今NHKでやっている大河ドラマにピッタリマッチング。黒田官兵衛(のちに如水と改名)が主役ではあるんですが、官兵衛を取り巻く戦国の著名人のことが安吾独自の解釈で描かれていてとても興味深く読めました。ただ、坂口安吾という人。自分で独自の安吾言葉というか、ちょっと難しい単語が出てくるので、読みにくいという点はありますが、中身はなかなか面白かったです。

なんといっても安吾の「徳川家康」観は本当に的を得ているかなと思いました。この「二流の人」の後に徳川家康というタイトルの家康に焦点を絞った作品もありますが、家康という人物像も一般的なイメージとはちょっと違った評価をしています。家康といえば狸おやじとか言われて、表面上と心の中はまるで違うように書かれているものが多いですが、安吾によれば、家康ほと実直で義理堅い武将は当時としては珍しく、当時は黒田官兵衛のような策士が評価された時代、この時代にあって信長にも秀吉にも裏切りの行為は起こさなかった。と言う事を言っていますが、これをいうと「じっと忍耐強く自分が台頭できる時期を待っていたのだ」という解釈が多いですが、安吾によれば、本心から裏切りなどの行為は良くないと思っていたのだと言っています。

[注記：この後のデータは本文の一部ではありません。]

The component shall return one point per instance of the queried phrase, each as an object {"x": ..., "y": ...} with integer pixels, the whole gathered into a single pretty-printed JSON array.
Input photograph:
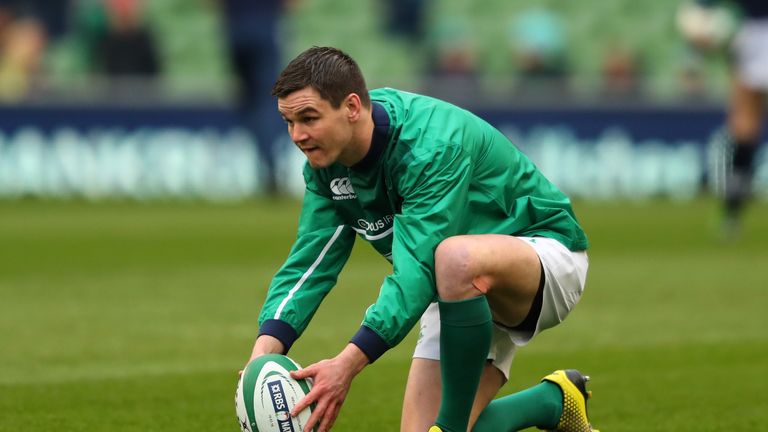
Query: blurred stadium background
[{"x": 136, "y": 237}]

しかも家康という人は非常に小心者で、自分が三成に襲撃されるかもしれないということを聞いたりした時も顔色が変わり、言葉も出なくなるという挙動だったようですが、家康のすごい所はこういう場面があっても、根底にはいつ死んでも良いという深い所でも覚悟があった人なので、落ち着いてそのことを吟味し土壇場になると腹が据わって、とてつもないことができる人だったようです。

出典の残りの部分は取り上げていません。